From pages 158-159 of The Raw and the Cooked: Adventures of a Roving Gourmand by Jim Harrison (Grove Press, 2001).

Outlaw Cook

for John Thorne

 

There is that rare creature reading
in the kitchen, whose head vowed
to the northern lights to bake bread.

There is not a mystery in bread.
Pleasure is a meatball that
in your brain you want to
eat and assemble.


From pages 162-163 of The Raw and the Cooked: Adventures of a Roving Gourmand by Jim Harrison (Grove Press, 2001).

Unmentionable Cuisine

Never eat more than
your head weighs.
My food won’t spoil with
unmerciful jest.
I suggested a recipe which made
my heart sore.
My virtue has been
the wish to eat
and good cookery.
Eating is a relief,
given a skillfully cooked fish.
A good kitchen is a curious
genius like headcheese.
My stomach thought about those
triumphs and admitted
the fervor of our collected madness.


From pages 168-169 of The Raw and the Cooked: Adventures of a Roving Gourmand by Jim Harrison (Grove Press, 2001).

Let's Get Lost

Locate a desire
to envy brook trout.

Lie very still to become
a bear for religious reasons that
wouldn’t matter much for an older
bear, slow in the memory
of eating and hunger.

That night, I recall dancing
and the words the bear set fire to,
saying that it is better
not to think in bed.


From pages 116-117 of The Raw and the Cooked: Adventures of a Roving Gourmand by Jim Harrison (Grove Press, 2001).

The Fast

There must be freedom hearing coyotes
chase the wind, the meaning of
cranes before their enraged flush.
The bear has caught your scent and the raven
answered you fifty-seven times.

It was a long trip
to the Dunes Saloon for a few
coyotes in their restless fire so that
shaking hands with the three-quarter
moon it occurred to me that the birds
needed renaming.
I was entitled to a little wine and a specific
glory of becoming a small brown bird.


From pages 67-68 of The Raw and the Cooked: Adventures of a Roving Gourmand by Jim Harrison (Grove Press, 2001).

Cooking Your Life

There is more to life than not
looking back on black fly bites as if
rearranging clouds.
A whistle that wasn’t a bird, twisting
in a finger snap.
That will come later after the woods
bow to the lightning, dripping from electricity.

In the dark
I caught lilac in my throat,
slept with the Milky Way despite
it being too greedy and stuck
in the particulars of what we do every day.

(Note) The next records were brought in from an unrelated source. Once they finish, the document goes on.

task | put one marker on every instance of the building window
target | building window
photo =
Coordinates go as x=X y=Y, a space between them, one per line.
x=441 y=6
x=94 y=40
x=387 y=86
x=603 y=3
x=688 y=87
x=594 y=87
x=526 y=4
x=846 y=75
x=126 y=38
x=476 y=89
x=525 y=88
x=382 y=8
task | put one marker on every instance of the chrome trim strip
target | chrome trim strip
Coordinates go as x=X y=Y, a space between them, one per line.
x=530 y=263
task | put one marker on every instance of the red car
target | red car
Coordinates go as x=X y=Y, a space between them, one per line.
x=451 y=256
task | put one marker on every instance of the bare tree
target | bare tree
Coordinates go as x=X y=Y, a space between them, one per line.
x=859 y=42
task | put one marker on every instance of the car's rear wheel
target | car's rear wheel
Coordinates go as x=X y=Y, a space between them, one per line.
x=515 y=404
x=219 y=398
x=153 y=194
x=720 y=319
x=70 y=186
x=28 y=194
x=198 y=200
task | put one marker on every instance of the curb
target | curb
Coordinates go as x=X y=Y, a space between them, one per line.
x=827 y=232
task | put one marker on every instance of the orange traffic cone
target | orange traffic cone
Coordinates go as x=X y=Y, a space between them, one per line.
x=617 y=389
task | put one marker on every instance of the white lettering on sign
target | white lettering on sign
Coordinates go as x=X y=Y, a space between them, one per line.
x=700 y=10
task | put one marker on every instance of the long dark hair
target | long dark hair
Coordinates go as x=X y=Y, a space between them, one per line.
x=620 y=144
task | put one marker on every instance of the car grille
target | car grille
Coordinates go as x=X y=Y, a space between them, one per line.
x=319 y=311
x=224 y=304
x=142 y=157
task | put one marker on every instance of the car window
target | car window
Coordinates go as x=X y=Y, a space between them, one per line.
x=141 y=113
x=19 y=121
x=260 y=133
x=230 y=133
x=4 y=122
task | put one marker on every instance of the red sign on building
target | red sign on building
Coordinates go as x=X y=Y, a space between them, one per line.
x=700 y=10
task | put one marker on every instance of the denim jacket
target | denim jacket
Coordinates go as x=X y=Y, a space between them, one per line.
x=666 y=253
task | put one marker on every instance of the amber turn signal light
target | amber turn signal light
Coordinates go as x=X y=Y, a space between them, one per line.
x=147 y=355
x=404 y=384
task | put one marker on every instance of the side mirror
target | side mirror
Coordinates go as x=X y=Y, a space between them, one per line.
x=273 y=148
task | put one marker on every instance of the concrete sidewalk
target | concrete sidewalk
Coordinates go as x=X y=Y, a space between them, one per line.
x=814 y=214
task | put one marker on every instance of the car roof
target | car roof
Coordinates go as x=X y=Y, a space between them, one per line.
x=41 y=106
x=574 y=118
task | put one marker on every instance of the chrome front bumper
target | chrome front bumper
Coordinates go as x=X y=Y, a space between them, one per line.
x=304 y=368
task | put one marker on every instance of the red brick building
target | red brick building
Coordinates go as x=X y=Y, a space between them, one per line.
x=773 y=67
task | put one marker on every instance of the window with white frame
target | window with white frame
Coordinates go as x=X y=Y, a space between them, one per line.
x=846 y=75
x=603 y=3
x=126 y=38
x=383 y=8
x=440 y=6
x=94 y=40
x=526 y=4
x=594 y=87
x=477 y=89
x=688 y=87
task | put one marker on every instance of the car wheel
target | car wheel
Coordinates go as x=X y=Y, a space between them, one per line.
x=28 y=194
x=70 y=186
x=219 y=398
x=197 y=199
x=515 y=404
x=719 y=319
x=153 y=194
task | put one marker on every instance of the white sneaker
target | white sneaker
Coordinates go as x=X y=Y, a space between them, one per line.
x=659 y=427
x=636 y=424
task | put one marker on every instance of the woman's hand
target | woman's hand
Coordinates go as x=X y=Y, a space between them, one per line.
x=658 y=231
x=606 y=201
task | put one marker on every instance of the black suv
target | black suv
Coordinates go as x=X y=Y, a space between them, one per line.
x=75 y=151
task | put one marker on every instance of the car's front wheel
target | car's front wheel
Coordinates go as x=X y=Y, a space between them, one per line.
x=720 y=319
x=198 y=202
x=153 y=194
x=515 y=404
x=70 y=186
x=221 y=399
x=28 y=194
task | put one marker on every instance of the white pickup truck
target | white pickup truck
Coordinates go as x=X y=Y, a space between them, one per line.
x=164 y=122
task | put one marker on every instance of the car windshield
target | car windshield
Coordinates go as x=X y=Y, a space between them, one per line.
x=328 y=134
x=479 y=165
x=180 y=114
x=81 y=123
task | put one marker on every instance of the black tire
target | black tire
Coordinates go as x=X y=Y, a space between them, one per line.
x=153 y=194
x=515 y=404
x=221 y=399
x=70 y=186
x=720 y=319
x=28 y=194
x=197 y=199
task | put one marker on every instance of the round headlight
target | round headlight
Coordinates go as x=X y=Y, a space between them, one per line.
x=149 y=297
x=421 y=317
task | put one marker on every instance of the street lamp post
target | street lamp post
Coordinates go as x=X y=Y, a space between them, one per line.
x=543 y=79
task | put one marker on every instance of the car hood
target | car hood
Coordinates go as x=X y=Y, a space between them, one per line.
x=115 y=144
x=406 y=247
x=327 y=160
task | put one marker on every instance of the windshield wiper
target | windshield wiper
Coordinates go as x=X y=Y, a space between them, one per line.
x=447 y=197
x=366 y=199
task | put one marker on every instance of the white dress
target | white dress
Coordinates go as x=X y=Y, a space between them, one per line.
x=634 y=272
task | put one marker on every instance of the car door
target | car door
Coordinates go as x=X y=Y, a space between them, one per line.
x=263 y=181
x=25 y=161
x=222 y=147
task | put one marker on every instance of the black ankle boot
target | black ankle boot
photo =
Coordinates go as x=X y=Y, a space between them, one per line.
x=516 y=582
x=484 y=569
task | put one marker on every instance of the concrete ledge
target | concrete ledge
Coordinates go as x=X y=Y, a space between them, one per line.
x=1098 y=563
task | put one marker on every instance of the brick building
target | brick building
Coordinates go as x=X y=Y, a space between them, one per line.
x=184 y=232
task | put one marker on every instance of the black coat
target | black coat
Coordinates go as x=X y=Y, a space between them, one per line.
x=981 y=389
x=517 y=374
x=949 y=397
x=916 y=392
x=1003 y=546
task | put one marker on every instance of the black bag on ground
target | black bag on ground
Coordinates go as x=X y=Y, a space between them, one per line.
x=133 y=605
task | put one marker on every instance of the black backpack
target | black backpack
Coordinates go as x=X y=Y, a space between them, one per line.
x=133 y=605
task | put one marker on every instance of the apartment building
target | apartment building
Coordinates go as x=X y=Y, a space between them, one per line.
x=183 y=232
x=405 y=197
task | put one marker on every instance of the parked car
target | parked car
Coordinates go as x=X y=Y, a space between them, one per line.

From pages 94-95 of The Raw and the Cooked: Adventures of a Roving Gourmand by Jim Harrison (Grove Press, 2001).

American Food Journal

The kitchen and I
can't seem to learn
from appetite.
A heavyweight belly,
awake only for two
tortillas and beans,
pasta with garlic,
ten pounds of elk
sautéed in butter.
I eat to be hungry,
to eat midnight and the moon.


From page 243 of The Raw and the Cooked: Adventures of a Roving Gourmand by Jim Harrison (Grove Press, 2001).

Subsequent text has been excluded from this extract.